The Fraught Utility Of Vulnerability Disclosure Databases

Do we need vulnerability databases? Are the ones we have working? Should we do something else? How can we improve our overall approach to the “WTF is going on?” problem?

My strong bias is toward the scientific method — which requires open inquiry and easy access to knowledge — and against unreliable or false metrics. I also strongly resist any make-work or boondoggling that is not directly relevant to understanding how software works and fails, and making it work more goodlier.

So, I tried to think about vulnerability databases, and what all we might want from them. First, some definitions.

Definitions

Developer:
An organization which (or lone hacker who) develops software.
Developer communications:
Communications from developers about vulnerabilities, including bug trackers, release notes, Knowledge Base articles, code review and CI/CQ, et c.
Researcher:
An organization which (or lone hacker who) hunts for vulnerabilities in software.
Researcher communications:
Communications from researchers about vulnerabilities, including bug trackers, advisories, blog posts, exploits, and Twitter threads.
Deployer:
An organization or person who is using some software to achieve a goal.
Vulnerability database program (VDB):
An organization that tracks, describes, and/or issues alerts for vulnerabilities.

Vulnerability Databases

What might we want in a VDB?

I made a rough comparison of 4 sources of vulnerability information:

Source Information Searchability Authoritativeness Alert Quality Overhead
CVE Poor Good Low, due to poor information Highly varying1 High
OVE None; provides only IDs Good None; provides only IDs None; provides only IDs epsilon
Developer communications Highly varying2 Good ‘Should be’ ideal but varies with information quality3 Good None beyond what is inherently necessary
Researcher communications Varying; often good Poor Varying; sometimes good Varying; sometimes good None beyond what is inherently necessary

From this I observe a few things:

Developer communications have the best ability to meet all our requirements: developers (should) have the best knowledge about the software they create, full information about the nature of the bug, full information about the fix, and full information about remediation.
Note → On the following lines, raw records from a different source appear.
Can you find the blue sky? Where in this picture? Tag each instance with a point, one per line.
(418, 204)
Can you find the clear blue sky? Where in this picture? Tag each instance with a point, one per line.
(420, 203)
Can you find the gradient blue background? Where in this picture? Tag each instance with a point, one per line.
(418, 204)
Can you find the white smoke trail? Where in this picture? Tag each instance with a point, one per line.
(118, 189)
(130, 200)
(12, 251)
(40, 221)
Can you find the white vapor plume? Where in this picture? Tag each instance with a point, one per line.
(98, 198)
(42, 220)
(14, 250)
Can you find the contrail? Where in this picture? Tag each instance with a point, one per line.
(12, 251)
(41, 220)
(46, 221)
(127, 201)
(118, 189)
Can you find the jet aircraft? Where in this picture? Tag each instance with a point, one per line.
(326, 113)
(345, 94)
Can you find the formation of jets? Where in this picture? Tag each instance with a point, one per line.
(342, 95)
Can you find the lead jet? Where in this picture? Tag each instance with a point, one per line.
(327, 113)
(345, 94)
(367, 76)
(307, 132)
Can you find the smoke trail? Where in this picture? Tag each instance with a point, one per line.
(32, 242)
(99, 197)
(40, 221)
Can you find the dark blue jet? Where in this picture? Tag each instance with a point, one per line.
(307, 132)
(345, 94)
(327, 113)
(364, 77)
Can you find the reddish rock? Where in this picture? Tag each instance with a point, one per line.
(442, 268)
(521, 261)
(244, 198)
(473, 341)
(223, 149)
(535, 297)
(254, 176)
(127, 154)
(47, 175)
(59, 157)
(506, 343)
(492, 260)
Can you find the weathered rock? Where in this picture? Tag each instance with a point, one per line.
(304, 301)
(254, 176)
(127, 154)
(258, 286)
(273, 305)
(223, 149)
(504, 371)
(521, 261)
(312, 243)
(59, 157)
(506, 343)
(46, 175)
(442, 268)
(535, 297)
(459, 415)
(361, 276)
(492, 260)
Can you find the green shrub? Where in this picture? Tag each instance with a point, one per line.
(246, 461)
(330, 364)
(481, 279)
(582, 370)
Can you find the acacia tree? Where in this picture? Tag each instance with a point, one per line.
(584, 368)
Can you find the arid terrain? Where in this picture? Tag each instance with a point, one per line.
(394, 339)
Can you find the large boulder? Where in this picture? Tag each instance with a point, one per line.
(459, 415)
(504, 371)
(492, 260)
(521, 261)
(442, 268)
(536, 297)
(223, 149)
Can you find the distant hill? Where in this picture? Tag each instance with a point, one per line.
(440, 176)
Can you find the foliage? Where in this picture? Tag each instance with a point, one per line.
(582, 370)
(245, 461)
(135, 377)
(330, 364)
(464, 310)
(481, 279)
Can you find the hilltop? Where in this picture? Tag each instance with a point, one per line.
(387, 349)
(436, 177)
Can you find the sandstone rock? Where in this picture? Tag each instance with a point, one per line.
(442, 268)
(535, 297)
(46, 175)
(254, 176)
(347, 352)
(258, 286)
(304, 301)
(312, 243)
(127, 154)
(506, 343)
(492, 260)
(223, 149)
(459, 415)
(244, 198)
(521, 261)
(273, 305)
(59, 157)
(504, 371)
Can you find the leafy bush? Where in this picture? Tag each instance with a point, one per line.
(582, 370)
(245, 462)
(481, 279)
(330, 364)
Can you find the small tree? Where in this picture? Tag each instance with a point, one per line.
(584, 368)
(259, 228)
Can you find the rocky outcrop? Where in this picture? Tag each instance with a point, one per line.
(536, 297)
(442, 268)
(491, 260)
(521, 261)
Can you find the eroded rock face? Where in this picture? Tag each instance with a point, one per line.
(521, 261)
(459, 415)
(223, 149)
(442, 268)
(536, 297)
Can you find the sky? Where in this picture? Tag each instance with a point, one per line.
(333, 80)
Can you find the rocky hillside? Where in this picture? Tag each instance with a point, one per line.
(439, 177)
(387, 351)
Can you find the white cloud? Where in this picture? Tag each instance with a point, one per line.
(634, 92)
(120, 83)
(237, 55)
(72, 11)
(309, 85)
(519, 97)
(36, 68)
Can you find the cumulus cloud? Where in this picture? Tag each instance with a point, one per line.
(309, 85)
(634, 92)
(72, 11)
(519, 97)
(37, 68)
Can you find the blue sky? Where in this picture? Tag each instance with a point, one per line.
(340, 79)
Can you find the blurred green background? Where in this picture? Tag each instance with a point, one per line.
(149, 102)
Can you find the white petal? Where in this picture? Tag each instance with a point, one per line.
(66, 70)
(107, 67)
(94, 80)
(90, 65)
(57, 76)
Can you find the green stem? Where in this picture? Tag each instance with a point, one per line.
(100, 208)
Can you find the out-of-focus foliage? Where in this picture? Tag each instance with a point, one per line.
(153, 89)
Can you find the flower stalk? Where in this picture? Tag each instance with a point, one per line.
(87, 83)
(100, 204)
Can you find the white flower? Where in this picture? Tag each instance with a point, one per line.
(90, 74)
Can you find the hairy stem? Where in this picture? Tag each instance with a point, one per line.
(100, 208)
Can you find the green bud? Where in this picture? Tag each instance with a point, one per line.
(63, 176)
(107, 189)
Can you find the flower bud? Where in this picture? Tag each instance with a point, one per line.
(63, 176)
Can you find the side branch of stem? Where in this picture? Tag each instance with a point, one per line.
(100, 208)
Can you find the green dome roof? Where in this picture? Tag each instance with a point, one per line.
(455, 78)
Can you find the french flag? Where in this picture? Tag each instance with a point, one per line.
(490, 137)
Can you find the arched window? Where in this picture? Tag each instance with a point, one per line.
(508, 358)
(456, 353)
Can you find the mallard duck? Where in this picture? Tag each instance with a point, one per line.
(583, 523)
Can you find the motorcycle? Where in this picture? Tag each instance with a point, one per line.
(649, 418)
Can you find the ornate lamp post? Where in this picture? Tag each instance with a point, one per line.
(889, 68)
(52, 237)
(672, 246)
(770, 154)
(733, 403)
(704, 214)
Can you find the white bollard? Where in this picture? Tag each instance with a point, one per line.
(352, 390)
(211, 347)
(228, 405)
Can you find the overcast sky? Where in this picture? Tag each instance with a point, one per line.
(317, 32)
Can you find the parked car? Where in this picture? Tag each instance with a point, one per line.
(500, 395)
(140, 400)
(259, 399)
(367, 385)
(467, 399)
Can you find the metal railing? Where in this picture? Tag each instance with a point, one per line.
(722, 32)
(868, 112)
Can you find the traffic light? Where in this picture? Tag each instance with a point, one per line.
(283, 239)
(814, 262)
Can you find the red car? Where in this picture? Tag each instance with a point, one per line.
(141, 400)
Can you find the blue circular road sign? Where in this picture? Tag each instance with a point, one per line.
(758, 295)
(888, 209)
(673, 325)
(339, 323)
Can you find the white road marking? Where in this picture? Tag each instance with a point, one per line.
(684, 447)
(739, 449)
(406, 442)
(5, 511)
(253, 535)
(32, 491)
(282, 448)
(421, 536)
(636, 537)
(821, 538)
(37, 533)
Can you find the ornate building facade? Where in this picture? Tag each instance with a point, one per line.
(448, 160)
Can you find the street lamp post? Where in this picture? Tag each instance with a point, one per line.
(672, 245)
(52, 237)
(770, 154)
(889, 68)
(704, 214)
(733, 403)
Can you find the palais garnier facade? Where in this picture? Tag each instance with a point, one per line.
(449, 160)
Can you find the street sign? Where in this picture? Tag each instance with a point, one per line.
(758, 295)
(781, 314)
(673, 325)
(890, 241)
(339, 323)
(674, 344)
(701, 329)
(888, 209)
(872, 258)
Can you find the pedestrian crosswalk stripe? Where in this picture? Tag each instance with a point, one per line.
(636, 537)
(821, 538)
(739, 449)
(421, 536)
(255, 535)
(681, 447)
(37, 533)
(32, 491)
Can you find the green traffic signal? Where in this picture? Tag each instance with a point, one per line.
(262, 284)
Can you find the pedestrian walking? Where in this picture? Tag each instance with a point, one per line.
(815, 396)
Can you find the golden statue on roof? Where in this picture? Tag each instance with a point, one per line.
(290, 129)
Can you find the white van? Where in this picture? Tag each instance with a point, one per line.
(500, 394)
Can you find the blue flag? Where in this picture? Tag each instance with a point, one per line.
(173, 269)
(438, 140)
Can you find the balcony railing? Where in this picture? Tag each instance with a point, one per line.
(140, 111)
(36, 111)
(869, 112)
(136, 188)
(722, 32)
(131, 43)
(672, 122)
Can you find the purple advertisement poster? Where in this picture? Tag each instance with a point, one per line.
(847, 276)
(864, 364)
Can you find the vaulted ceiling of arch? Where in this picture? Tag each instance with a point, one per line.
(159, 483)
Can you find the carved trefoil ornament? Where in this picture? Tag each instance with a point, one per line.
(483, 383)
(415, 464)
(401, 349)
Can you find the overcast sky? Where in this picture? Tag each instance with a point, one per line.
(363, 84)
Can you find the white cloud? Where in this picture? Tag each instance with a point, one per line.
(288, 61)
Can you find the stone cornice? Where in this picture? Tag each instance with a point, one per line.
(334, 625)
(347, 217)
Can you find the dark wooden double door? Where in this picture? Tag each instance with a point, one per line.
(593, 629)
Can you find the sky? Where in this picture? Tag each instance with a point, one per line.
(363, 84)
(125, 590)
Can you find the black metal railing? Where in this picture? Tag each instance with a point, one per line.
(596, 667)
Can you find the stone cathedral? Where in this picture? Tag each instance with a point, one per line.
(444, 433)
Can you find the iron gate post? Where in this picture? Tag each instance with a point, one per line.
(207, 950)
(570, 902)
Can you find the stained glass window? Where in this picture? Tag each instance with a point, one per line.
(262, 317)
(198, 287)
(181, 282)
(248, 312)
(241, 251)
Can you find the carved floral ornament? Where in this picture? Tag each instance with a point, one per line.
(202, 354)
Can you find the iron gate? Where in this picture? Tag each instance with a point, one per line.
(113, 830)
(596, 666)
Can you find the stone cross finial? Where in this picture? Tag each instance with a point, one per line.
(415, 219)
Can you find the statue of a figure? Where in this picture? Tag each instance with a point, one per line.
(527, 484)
Sometimes developers do meet our requirements, and that is great. Ideally, they always would. All too often, they don’t, and keeping communications high quality requires constant effort and skill from program managers.

Researcher communications have a great ability to meet our information requirements in particular. Sometimes they do, and that is great. Sometimes, they can be more authoritative than reticent developers.

CVE’s clearest benefit seems to be an authoritative source of unique ID numbers, plus whatever information the developer might provide (usually very little). But in my experience the coordination cost is high for developers, and as a result developers often minimize their use of CVE. Hence OVE: the argument goes that if all CVE reliably does for us is make numbers, well, we can do that far more cheaply.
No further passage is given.